Era, una vez más, una historia sádica y tonta que Alina no había narrado, pero que —Luisa podía jurarlo— se había proyectado frente a los ojos de ellas tres, con la vivacidad y la repulsiva fijeza de las imágenes y frases idiotas que el estudio machacón graba en la memoria. Alina, que hubiera querido con toda su alma borrar esas páginas del libro, sólo dijo que su tapie le pedía hablar de las partes del cuerpo humano, de accidentes, de curaciones ocurridas en un tiempo pasado, y había sido entonces cuando la secuencia de los chirles dibujitos había estallado en la memoria de Luisa.

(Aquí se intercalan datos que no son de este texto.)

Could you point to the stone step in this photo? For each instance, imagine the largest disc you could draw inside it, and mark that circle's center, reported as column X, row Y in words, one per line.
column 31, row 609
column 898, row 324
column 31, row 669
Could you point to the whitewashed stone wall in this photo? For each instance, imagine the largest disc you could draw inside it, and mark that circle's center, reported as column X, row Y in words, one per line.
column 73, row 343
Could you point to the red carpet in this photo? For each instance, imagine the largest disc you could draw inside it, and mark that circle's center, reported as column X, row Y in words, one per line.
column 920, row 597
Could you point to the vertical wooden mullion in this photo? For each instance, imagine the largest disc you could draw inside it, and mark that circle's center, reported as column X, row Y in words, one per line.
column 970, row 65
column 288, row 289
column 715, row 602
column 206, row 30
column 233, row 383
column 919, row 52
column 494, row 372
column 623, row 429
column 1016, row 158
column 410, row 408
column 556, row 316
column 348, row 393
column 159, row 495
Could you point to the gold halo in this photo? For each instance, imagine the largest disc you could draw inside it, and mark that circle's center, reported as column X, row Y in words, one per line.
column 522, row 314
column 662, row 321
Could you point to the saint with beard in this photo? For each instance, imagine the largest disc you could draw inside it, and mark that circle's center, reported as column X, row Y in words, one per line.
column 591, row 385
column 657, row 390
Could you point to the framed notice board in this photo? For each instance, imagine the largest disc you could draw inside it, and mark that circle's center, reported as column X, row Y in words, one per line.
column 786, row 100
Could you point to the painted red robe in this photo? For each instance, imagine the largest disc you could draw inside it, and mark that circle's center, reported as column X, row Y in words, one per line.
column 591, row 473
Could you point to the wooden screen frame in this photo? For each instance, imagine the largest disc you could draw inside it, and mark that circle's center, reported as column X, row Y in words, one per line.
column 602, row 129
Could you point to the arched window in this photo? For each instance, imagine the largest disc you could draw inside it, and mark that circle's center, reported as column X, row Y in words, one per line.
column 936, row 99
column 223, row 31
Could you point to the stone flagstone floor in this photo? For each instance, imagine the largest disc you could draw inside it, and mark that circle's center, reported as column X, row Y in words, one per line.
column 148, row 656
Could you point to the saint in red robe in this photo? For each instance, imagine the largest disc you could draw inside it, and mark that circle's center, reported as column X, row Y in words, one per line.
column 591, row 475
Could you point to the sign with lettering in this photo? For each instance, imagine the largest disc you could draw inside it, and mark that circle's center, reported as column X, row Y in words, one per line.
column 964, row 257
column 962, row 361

De un momento a otro, vertiginosas, en abismo, las cuatro viñetas que el ilustrador del East-West había circunscripto con un trazo curvo que figuraba el pasado, el jardín de la casa donde habían brotado tres tulipanes rojos y un narciso amarillo, se 150 revelaron parientas, hermanas, de las historias narradas por marionetas, títeres, figurillas de pasta o actores de vieja carne y viejos huesos en escenarios desvencijados, ya fuesen éstos barracas, retablos, o un teatro polvoriento. Sobre la superficie glaseada del papel de ilustración, como antes sobre la superficie helada del Támesis, en una posada de Castilla de Aragón, o en un escenario polvoriento de Montevideo, una materia burda, tosca, asumía la descabellada tarea de representar el mordisco de los celos, el fragor barullero de la épica, o, más difícil aún, la nostalgia que arrasa el alma cuando se despierta del sueño. Y si bien Luisa no era un chalán ni un tahúr, no era una doncella de delantal, ni mozo de cuadra, ni borracho desbocado, ni tampoco la turba de chicos de la calle que merodea alrededor de una multitud, como sólo a través de la intensa y secreta oleada que recorre al que mira las contorsiones de esa burda materia se puede inferir su poder, no le quedó más adelante otro remedio que aceptar, que si bien no tuvo la cara arrasada por las lágrimas, ni se murió de un pasmo cuando realizó su sueño, sí en cambio tuvo ganas de gritar que cesaran de una vez los encantadores de ponerle figuras ante los ojos para luego mudárselas.  Que cesara esa sádica historia, como las otras trece que encerraban las tapas amarillas del East-West 2 Student Book, de conjugar una vez más la historia de la muchacha que se había despeñado en la ciudad.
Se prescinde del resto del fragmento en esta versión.